Data Exploration

For the initial exploration of the data, I first examined histograms for each of the variables to asses the normality of the data. Most of the variables across all 3 sites did not have normal distributions when plotted as raw values or when transformed using log, square, and square root functions (Fig 7). Because not all variables are normally distributed, I will use a non-parametric MANOVA technique when comparing pond characteristics between different groups (See Results and Discussion).

Fig 7. Examples of histograms for variables sampled in the Tundra ponds. Non-normal distributions were common across all three sampling locations under all transformations as well. See methods section for explanations of variable names.

To check for outliers within the data sets, I created individual scatter plots looking at the relationship between pond characteristics and dissolved gas concentrations. Points that were consistent outliers across the scatter plots were not included in further analyses. Only one pond from the tundra location was omitted from the final statistical analyses (Fig 8).

Fig 8. An example of an outlier within the tundra pond data set (W20). Excluding the outlier, it appears that dissolved concentrations of methane decrease with elevation (going down the hillslope). Also represented in this figure is the thaw depth within each pond. However, thaw depth does not seem to be related to elevation or dissolved methane.

Literature suggests that water depth is one of the most important controls of GHG gas concentrations in the water column. With shallower water depths, more sunlight can warm the sediments, leading to increased microbial activity and CO2 and CH4 production. I used scatter plots to examine the univariate relationship between water depth and dissolved gas concentrations in the sampling ponds from all 3 sites (Fig 9). In larch ponds, water depth explained a large portion of the dissolved methane variance, but none of the carbon dioxide variation (Fig 9a) In the tundra ponds, water depth explained some but not all of the variation of both dissolved gases (Fig 9b). Finally, in the mire ponds, water depth explained little to no variation for both gases (Fig 9c). Since water is cited as one of the best predictors for dissolved gas concentrations, there must be other variables at play which are impacting concentrations. To look at the influence of multiple pond variables at once, I will use Principle Components Analyses.

Fig 9. Scatterplots for dissolved methane (blue circles) and carbon dioxide (red diamonds) as a function of water depth.

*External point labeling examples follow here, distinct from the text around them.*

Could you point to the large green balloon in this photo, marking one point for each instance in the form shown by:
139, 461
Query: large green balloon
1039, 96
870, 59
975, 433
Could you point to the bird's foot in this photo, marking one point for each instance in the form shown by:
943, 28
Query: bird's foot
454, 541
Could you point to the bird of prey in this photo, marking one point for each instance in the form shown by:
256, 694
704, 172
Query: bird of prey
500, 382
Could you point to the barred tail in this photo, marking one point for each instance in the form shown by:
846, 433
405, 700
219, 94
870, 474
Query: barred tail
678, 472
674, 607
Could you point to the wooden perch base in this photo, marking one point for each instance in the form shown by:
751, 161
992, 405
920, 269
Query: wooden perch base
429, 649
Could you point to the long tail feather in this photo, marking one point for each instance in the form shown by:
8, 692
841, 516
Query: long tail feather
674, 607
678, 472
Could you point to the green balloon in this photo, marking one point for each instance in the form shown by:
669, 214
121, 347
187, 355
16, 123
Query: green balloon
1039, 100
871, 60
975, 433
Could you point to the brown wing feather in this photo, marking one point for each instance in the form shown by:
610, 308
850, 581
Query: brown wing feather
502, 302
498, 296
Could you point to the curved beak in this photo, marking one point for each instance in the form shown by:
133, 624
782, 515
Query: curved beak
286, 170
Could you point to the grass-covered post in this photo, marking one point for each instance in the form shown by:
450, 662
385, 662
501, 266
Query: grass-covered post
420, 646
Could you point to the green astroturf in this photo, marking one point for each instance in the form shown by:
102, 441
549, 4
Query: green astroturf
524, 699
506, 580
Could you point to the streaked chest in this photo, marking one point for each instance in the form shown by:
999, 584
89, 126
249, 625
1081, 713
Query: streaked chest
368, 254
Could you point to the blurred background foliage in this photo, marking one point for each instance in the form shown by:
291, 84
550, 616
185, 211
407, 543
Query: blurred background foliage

The size of the dots represents thaw depth(TD)*. Water depth describes a large portion of the variation for methane in the larch ponds (r^2=.41), but little to no variation in carbon dioxide (a). In the tundra ponds (b), water depth describes some, but not all of the variation for both methane and carbon dioxide (r^2=.2 and .31, respectively). However, in the mire ponds, water depth explains almost none of the variation for both gases (c). Note the differences in scale along the x axis as well as the log transformations for plots b and c. *Thaw depth was not recorded in the mire ponds since permafrost is not present below these ponds.

Lastly, I looked at the scree plots to identify inflection points in the data to help guide my cut for the most important principle components for explaining the variation in the data (Fig 10). In the Larch ponds, most of the variation could be explained by the first component (Fig 10b). In the mire ponds, three components explained most of the data (Fig 10a), however, in the tundra ponds the exact cut off for the most important components is less clear, indicating that there are not key components that can explain the variation in the data (Fig 10c).

Fig 10. Scree plots for principle components analyses for the three sampling locations. Arrows indicate inflection points and potential cutoffs for the most important components in explaining the data. a) Mire ponds, b) Larch ponds, c) Tundra ponds.